Hi, as far as I know only the two SR.N4 Mk III craft Princess Margaret and Princess Anne still exist. These were the two which had been "stretched" in the late seventies. Of the 3 Mk II craft "The Prince of Wales" was wrecked in 1993 by a fire and later scrapped, "Swift" was donated to a museum in 1994, and "Sir Christopher" was cannibalized during the late nineties to supply spare parts for the Mk III crafts still in operation.

By the way, the above mentioned museum, though still not yet open to the public, provides some interesting information on its web site: 
http://www.hovercraft-museum.org/

Best Regards,
Gerhard


----------



## Invicta (Feb 9, 2006)

latest news on channel crossing from Dover

A NEW company planning to start a fast-ferry service from Dover is reported to have made an offer for a large catamaran in America.

It is understood that Navmed wants to bring the Spirit of Ontario to Dover by mid-April ready to start a cross-Channel service from May 1.

As revealed by the Dover Mercury newspaper last week, Navmed has been formed by former Hoverspeed employees and is expected to create some 500 jobs, not all of them being recruited in the UK.

The company is said to have offered 30 million US dollars for the Spirit of Ontario - nicknamed The Cat - which had been operating on Lake Ontario, between the ports of Rochester in New York and Toronto in Ontario. This service was suspended in September 2004.

Journalist Berkeley Brean, from the American television news Channel 10NBC, was among those who have contacted the Dover Mercury this week seeking information about Navmed’s plans for the new ferry service between Dover and Calais and Boulogne. 

"We have confirmed that the company has signed an initial contract with the City of Rochester and they are just waiting for the city to sign it," he said.

"A spokesperson for the city said consideration of the proposals for the sale of the ferry were continuing and there would be no comment further until the final agreement is reached, which has not happened." 

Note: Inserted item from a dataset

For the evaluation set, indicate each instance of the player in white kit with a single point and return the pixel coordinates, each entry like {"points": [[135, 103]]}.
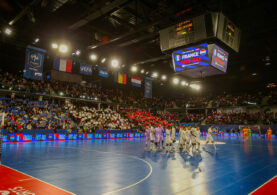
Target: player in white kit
{"points": [[193, 138], [173, 132], [181, 143], [187, 135], [209, 137], [152, 138], [168, 139], [198, 139]]}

The Spirit of Ontario was made in Australia by Austal Ships. It is one of the fastest and most luxurious catamarans of its class in the world. Called "The Cat", it is 87 metres long and five storeys high. It holds 774 passengers and up to 230 cars, trucks, and busses.

It has three restaurants, two cinemas, conference and internet facilities, a games room, a children’s play area, a duty-free store and many other up-market amenities. 

Report from Dover Mercury


----------



## Rapide561 (Oct 1, 2005)

*Hoverspeed*

Hi

Given the size of the old girl I suspect motorhomes will be welcome.

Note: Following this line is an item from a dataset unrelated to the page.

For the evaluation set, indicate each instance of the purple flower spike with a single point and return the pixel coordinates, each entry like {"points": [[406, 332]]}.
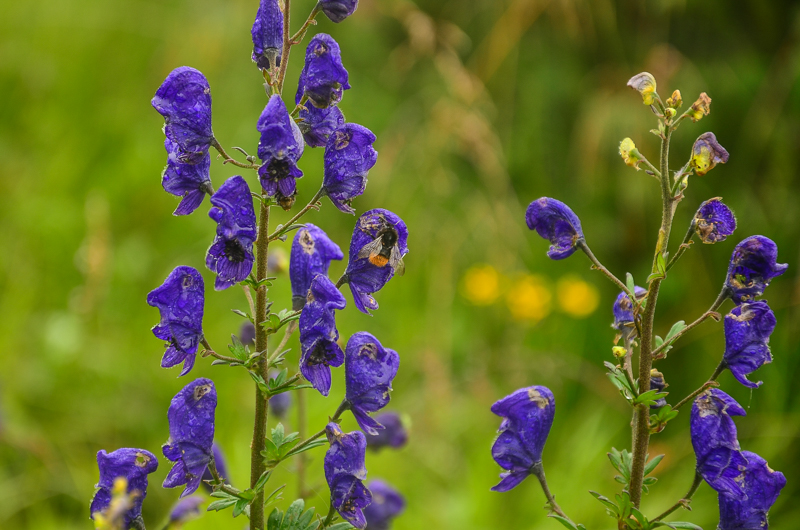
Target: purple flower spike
{"points": [[189, 181], [380, 240], [348, 158], [280, 147], [323, 78], [134, 465], [338, 10], [762, 486], [369, 369], [527, 417], [345, 471], [312, 253], [267, 34], [714, 221], [752, 267], [553, 220], [184, 99], [719, 458], [392, 435], [191, 434], [747, 331], [318, 333], [230, 256], [180, 301], [387, 503]]}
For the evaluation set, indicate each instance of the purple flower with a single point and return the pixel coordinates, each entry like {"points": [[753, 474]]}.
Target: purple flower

I wonder if the will be as cheap as Traneuropaferries?

At least it is direct competion to SpeedFerries who are keen to Fight the Pirates!

Rapide561


----------



## Rapide561 (Oct 1, 2005)

*Fast Ferries*

Hi

Here is a photo of the actual vessel.

She looks a good 'un!

Rapide561


----------



## an99uk (May 12, 2005)

*Fast Ferries*

Hi all..........

A few years ago we sailed on the Super Seacat. we were bouncing across the waves at the speed of light when the spanish captain announced that we would be docking in 7 metres!!! 
Arrgh!! life flashed before my eyes.

A few seconds later he corrected himself and said 
"sorry I mean 7 minutes"
They don't call it the "vomit comet" for nothing........
Give me a solid ferry anyday, even with rough sea.

Angie......


----------